Il vecchio Guff lanciò un urlo mentre lo afferravano. Moash si limitò ad annuire. Sì. Ma certo. Così agivano di solito.
Le guardie lo presero sotto le braccia e lo trascinarono dal lato della tenda. Separarono la stoffa e lo trasportarono fuori. Superarono una donna cenciosa che stava cercando di dividere un unico pezzo di panpiatto fra tre bambini in lacrime. Probabilmente si poteva udire il loro pianto dalla tenda del luminobile, dove lui aveva un mucchio di pane impilato.
Le guardie lo gettarono di nuovo in “strada”, quella che correva lungo la metà del grosso rifugio.
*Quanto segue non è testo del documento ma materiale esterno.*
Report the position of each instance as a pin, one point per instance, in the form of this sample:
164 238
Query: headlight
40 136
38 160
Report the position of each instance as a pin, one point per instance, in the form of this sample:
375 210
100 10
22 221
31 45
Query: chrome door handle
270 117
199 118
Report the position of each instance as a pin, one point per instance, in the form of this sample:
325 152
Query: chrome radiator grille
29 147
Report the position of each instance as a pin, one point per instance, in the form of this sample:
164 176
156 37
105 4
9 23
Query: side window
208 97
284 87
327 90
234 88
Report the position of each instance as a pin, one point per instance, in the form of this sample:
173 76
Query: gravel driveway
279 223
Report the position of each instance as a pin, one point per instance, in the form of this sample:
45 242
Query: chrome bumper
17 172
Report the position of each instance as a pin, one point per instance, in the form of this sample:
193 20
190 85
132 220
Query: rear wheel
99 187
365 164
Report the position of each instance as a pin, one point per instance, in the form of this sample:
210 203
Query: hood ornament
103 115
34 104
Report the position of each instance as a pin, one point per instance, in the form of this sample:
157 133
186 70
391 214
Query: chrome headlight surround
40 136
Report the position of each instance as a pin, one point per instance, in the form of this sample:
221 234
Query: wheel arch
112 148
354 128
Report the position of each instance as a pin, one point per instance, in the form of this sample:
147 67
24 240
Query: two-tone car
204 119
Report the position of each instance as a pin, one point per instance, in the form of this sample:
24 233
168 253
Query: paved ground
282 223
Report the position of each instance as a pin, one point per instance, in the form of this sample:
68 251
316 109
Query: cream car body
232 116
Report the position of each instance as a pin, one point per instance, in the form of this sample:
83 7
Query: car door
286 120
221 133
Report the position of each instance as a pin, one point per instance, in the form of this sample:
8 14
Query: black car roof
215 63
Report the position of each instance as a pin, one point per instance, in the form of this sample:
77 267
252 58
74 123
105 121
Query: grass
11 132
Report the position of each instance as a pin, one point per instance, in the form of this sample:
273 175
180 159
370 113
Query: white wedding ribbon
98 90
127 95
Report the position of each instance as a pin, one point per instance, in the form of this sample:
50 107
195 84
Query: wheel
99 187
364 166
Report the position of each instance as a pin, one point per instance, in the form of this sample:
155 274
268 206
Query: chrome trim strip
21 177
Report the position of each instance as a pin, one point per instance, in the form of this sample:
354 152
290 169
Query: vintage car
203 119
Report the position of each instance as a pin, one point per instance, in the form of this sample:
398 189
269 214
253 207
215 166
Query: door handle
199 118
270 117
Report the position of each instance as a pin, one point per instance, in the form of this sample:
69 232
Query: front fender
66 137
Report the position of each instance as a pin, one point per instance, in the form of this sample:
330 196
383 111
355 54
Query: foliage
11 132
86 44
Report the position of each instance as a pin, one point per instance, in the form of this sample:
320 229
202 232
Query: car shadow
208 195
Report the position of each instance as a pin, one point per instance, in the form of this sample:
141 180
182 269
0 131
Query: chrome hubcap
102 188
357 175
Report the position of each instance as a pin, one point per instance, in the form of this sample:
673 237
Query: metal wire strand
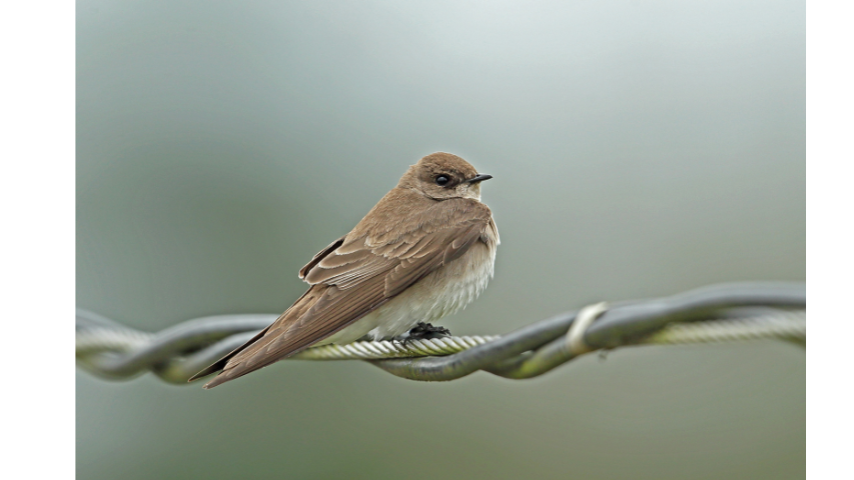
726 312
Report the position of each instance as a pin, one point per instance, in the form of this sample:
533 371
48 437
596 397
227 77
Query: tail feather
221 363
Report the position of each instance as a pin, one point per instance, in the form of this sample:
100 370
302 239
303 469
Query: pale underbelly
443 292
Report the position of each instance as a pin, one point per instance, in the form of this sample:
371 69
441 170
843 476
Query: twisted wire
782 325
728 312
393 349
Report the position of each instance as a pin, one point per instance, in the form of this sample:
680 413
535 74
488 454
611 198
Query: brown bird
426 250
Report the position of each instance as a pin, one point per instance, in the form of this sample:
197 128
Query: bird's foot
425 331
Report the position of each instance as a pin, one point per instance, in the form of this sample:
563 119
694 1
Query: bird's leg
424 331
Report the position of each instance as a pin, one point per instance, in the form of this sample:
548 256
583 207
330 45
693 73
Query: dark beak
481 177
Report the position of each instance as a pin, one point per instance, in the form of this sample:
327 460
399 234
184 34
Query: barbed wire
728 312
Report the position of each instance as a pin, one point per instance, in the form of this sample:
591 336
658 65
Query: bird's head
441 176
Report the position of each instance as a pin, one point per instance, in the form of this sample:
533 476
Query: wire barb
728 312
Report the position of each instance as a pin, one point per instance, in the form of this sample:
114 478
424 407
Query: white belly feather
443 292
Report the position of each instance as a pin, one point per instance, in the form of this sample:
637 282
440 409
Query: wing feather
358 273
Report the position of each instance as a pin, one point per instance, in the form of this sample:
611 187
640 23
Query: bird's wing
354 276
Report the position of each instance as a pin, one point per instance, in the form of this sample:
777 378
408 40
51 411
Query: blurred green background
639 149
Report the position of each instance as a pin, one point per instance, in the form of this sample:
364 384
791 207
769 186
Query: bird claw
425 331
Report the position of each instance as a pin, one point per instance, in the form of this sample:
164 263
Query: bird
424 251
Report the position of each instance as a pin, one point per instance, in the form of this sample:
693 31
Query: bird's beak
479 178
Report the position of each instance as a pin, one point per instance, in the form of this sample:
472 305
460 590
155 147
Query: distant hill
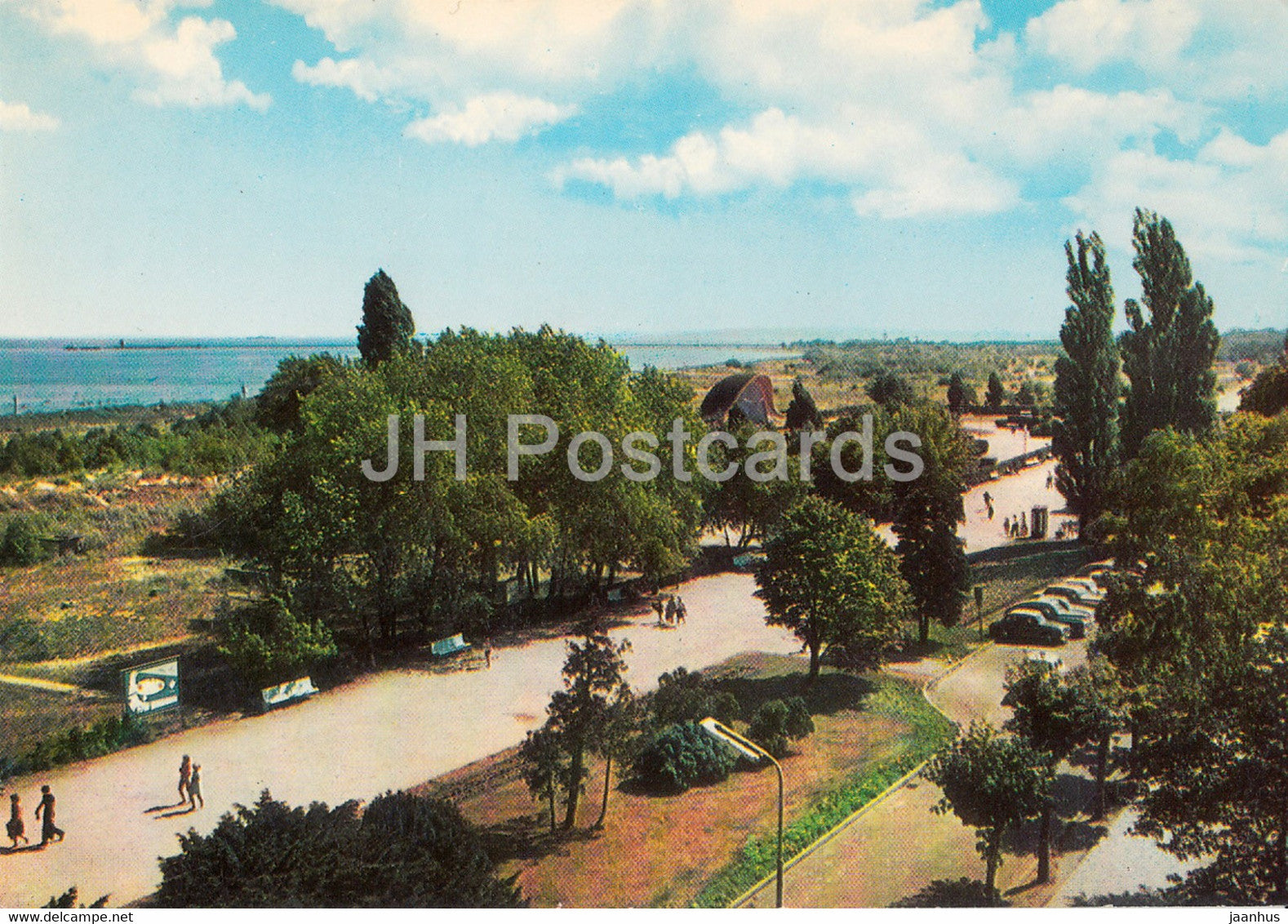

Gli dissero di stare alla larga, ma Moash le udì a malapena. Si rimise in piedi, si tolse la polvere di dosso, poi si diresse verso la terza delle postazioni, quella che cercava operai per lavoro duro.
Lì si offrì come volontario per il compito più difficile che avessero: tirare carri di provviste per l’esercito dei Nichiliferi.